According to Springbok psychologist Pieter Kruger, team culture is “very clear expectations and values that the team stand for, on and off the field ... one of the main building blocks in a highperformance environment.
“It gives you the foundation to work from and will drive the standards of what people do and how they do it.”
Judging by what the Proteas and the Springboks have told us, team culture is a thing that takes a whole week in a camp to build.
The cricketers were first to tell us about their culture camp last year, which was followed by the glorious run that hit a brick wall at the ICC Champions Trophy in June.
Now we have the Boks, who haven’t had one press conference this year without mentioning the C-word.

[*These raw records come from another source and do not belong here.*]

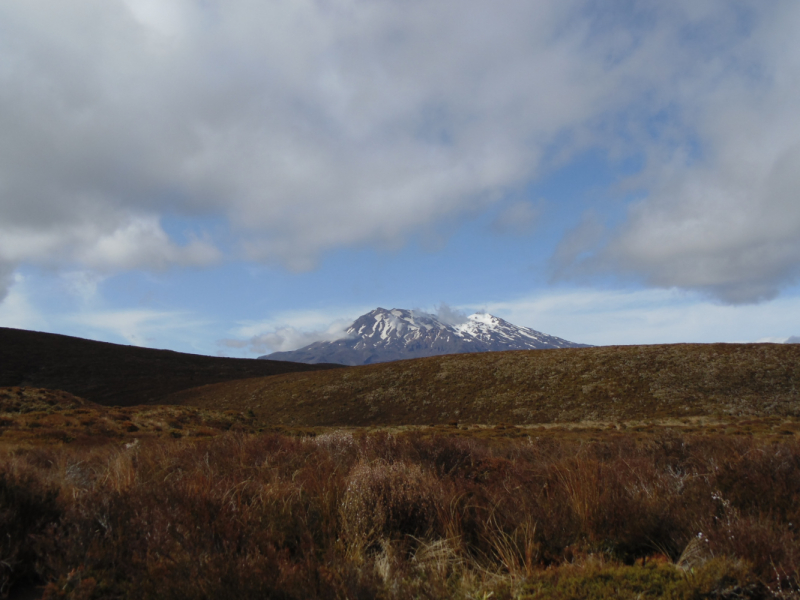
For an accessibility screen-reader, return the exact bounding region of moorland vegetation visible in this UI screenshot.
[0,345,800,600]
[0,428,800,599]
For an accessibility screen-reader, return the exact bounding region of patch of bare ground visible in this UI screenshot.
[0,327,340,406]
[164,344,800,430]
[0,387,255,447]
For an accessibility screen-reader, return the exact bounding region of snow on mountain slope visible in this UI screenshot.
[259,308,585,365]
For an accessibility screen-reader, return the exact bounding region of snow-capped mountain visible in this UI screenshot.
[259,308,586,365]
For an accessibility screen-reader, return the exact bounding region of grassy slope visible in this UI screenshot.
[0,327,338,406]
[164,344,800,426]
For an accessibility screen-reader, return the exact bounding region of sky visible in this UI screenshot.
[0,0,800,357]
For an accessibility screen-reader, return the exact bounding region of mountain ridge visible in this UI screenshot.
[259,307,588,366]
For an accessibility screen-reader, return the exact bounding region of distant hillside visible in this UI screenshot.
[166,344,800,425]
[0,327,339,406]
[259,308,587,365]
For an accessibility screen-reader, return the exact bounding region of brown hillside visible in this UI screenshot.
[0,327,340,406]
[165,344,800,426]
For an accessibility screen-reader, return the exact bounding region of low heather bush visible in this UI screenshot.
[0,432,800,600]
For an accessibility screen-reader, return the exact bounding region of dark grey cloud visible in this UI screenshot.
[555,2,800,304]
[0,0,664,269]
[0,0,800,302]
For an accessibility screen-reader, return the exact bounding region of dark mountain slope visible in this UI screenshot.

This week, the All Blacks – who, thanks to James Kerr’s book Legacy, are the kings of team culture – rolled into town with hilarious results on social media. South African fans ripped them to shreds for the earnest overachiever’s code that constitutes their team culture.

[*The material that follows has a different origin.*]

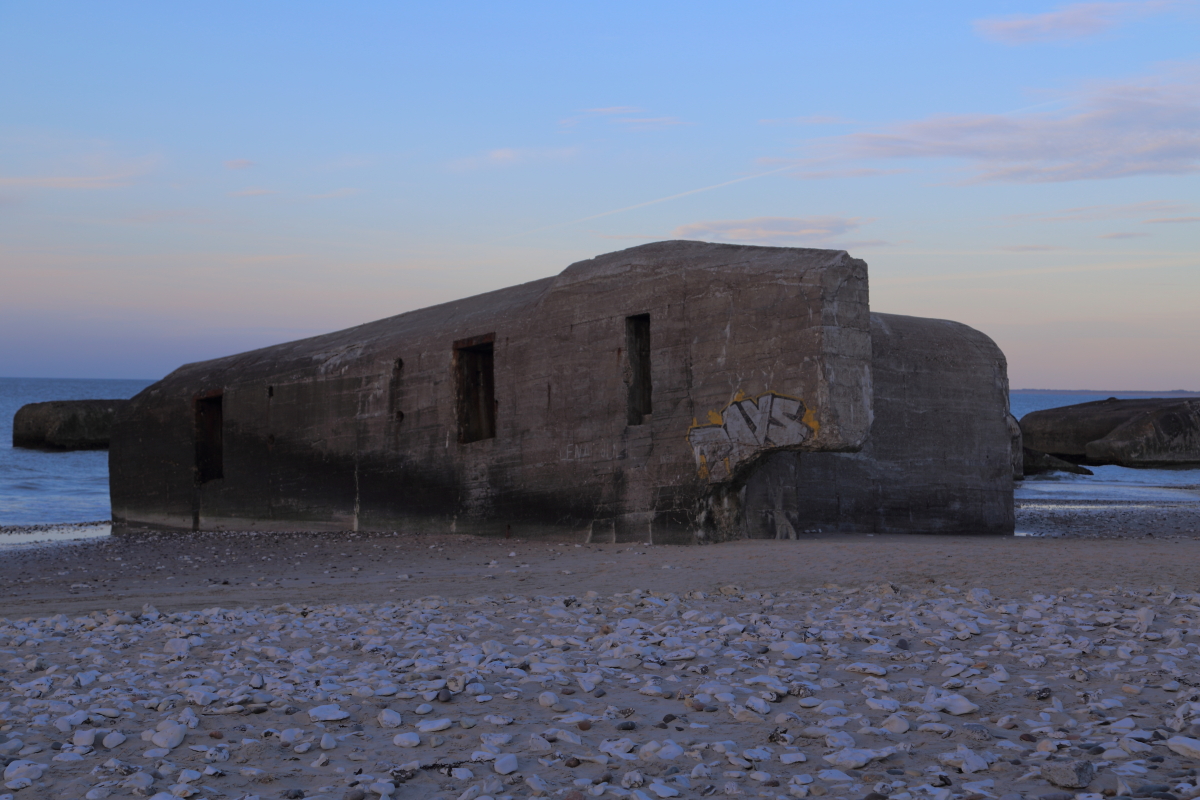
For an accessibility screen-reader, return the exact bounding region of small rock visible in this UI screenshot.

The two most important things highlighted in Legacy – basically a book about team culture’s contribution to their status as the greatest team to play the game – are how senior players sweep the changing room, and the “no d**kheads” rule.
The point is to highlight the humility of players who are basically the Messis and Ronaldos of rugby.
And, on cue, they swept into Cape Town and gave a display of this by being filmed forming a long queue to help the baggage master unload the tons of luggage from the team bus.
The All Blacks’ cleaning up after themselves has been copied all over the world, with Ireland flanker CJ Stander’s wife recently posting a video of him supposedly sweeping a dressing room, although he could have been doing household chores.
I’m reliably told that the Boks also pick up their own jockstraps, but with coach Allister Coetzee’s current defensive mood and strained media relations, the photo ops of the momentous events aren’t as readily available.
Each time Steve Hansen’s troops embark on their public outbreaks of humility, there’s no shortage of swooning fans, who this week included locals who are so vested in all things All Blacks, they sang the New Zealand anthem to welcome the team at Cape Town International Airport.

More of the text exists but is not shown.